The door soon will begin closing for the best opportunity ever to exploit a classic estate planning strategy. The strategy enables many families to transfer significant sums to the next generation while incurring few or no estate or gift taxes. Even estates that won’t be subject to estate taxes can use family loans to achieve financial and estate planning goals.
The family loan opportunity will disappear, because it hinges on today’s low interest rates. Sometime in the next year (perhaps sooner than later) the Federal Reserve will raise short-term interest rates. You’ll still be able to use the family loan strategy, but it will be more expensive.
Here’s how family loans work.
Let’s say a parent lends money to an adult son. The son uses the money to invest, buy a home, pay education expenses, or for any other purpose.
There are no tax consequences to the loan when a minimum interest rate is charged. The interest rate is set by the IRS each month based on market rates for treasury bonds. Recently, the interest rate for loans of three years or less was 0.57%. The rate for loans of three to nine years was 2.45%, and longer term loans needed an interest rate of at least 4.11%. (For small loans of $10,000 or less, no interest needs to be charged.)
When the minimum IRS interest rate is not charged, there could be gift tax consequences. The interest the parent should have charged is considered a gift to the son. In addition, the parent is treated as receiving an interest payment from the son of that amount and must include it in gross income. This is so, though no cash changes hands. When significant loans are involved, the parent may have to file a gift tax return or use part of the lifetime gift tax exemption to report the interest not charged.
As loan payments are due, there are several options.
One option is for the son to repay the loan. Suppose he invested the loan proceeds. He sells the portfolio at the end of the loan term, repays it plus the interest, and keeps any earnings above the interest that was charged. The parent receives the loan proceeds back plus the modest interest that was charged. The excess amount earned by the son now is outside of the parent’s estate without incurring gift or estate taxes. The income and gains above the interest charged also are off the parent’s tax return.
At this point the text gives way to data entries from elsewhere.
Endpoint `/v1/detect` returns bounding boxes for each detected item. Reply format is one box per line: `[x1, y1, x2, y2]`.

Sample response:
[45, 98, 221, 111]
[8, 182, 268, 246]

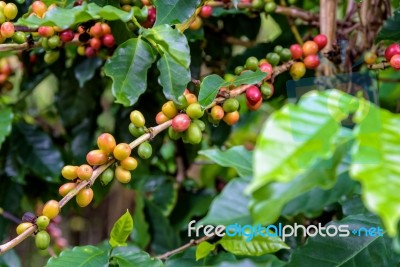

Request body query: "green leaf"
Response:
[12, 123, 64, 181]
[46, 246, 108, 267]
[196, 241, 215, 261]
[199, 146, 253, 177]
[375, 9, 400, 43]
[248, 90, 358, 195]
[232, 69, 267, 86]
[112, 248, 164, 267]
[287, 214, 399, 267]
[104, 38, 156, 106]
[0, 108, 14, 151]
[199, 74, 229, 107]
[155, 0, 200, 26]
[217, 232, 289, 256]
[157, 47, 191, 101]
[197, 179, 252, 225]
[350, 102, 400, 236]
[131, 191, 150, 249]
[109, 211, 133, 247]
Another option is for the parent to forgive loan payments as they are due. Since only part of the loan is due each year, the forgiven amount may be low enough to qualify for the annual gift tax exclusion ($13,000 in 2010). That would transfer the entire loan plus its earnings out of the parent’s estate tax free. This strategy is a way to help the son buy a home or use the money in some other way that does not generate income.
Loans can be especially helpful to estate owners with businesses or real estate. This property is difficult to give in smaller amounts that qualify for the annual tax exclusion. The parent who owns the property can lend money to the younger generations to buy larger interests in the business or real estate. The younger generations use income from the business or real estate to make the loan payments. The value of the assets plus future income and appreciation are out of the older generation’s estate. In effect, the older generation’s estate is frozen at the current value plus the modest IRS interest rate.
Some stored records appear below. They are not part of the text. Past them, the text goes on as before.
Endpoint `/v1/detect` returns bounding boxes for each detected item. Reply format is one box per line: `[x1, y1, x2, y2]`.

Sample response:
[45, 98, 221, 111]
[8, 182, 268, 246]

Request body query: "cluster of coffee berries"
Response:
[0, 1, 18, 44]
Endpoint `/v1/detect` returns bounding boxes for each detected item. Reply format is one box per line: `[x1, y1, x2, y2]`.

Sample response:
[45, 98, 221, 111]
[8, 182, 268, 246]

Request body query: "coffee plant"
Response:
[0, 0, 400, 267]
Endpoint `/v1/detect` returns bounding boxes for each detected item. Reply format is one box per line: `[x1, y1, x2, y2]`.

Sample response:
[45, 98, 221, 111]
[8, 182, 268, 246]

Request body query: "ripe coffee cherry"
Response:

Now is the time to consider family loans, because interest rates are so low. They are much lower than they were even 18 months ago and probably than they will be in 18 months.
Parents and grandparents who made family loans in the past should consider refinancing them at today’s rates.
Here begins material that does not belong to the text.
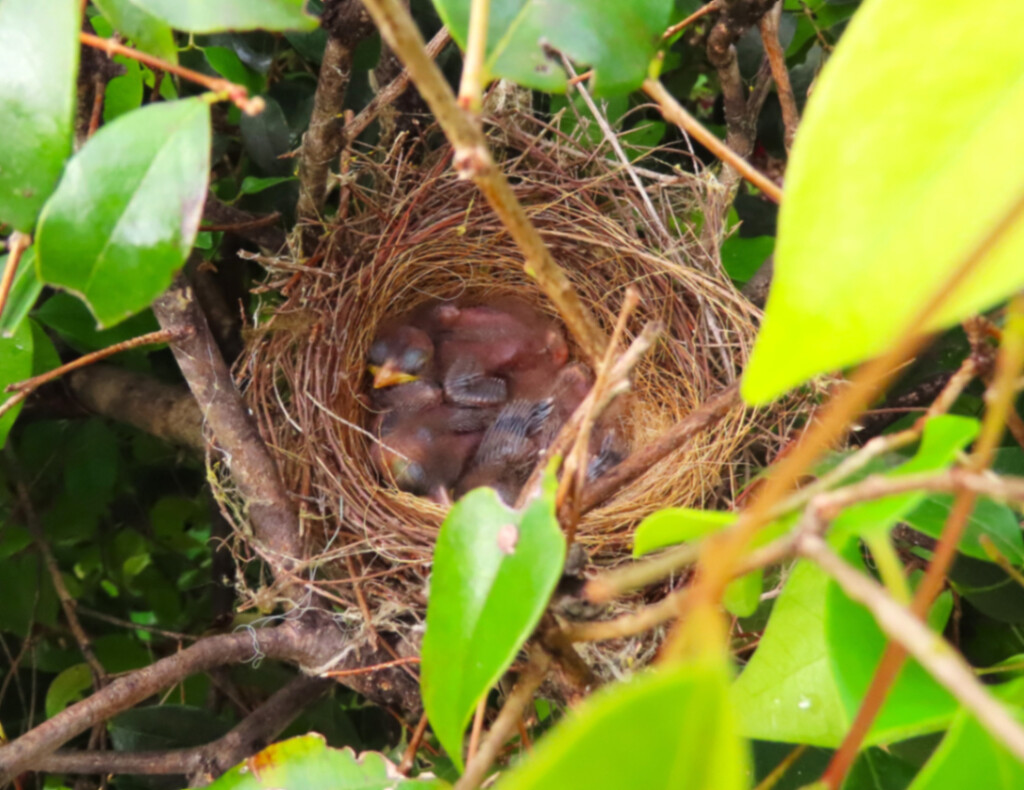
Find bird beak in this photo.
[370,360,419,389]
There are potential pitfalls to family loans. You need documentation of the loan, proving it really was a loan and not a gift. Also, payments must be made on the loan under terms spelled out in the document. When loan payments are not missed, the lender must enforce the loan. Today, automatic bank payments can be set up to avoid many of the traditional problems with family loans.
There’s always the possibility the assets the younger generation purchases with the loan won’t generate income or will decline in value. In that case, the parent generally takes possession of the assets and loses money on the loan.
The estate tax expired at the end of 2009, but Congress is going to re-enact it. The only questions are when and the terms. You need to keep planning and take advantage of the opportunities that exist. The Federal Reserve will raise interest rates to defend the dollar and prevent a speculative bubble rally in risky assets. The opportunity to make family loans at ultra-low interest rates won’t last much longer.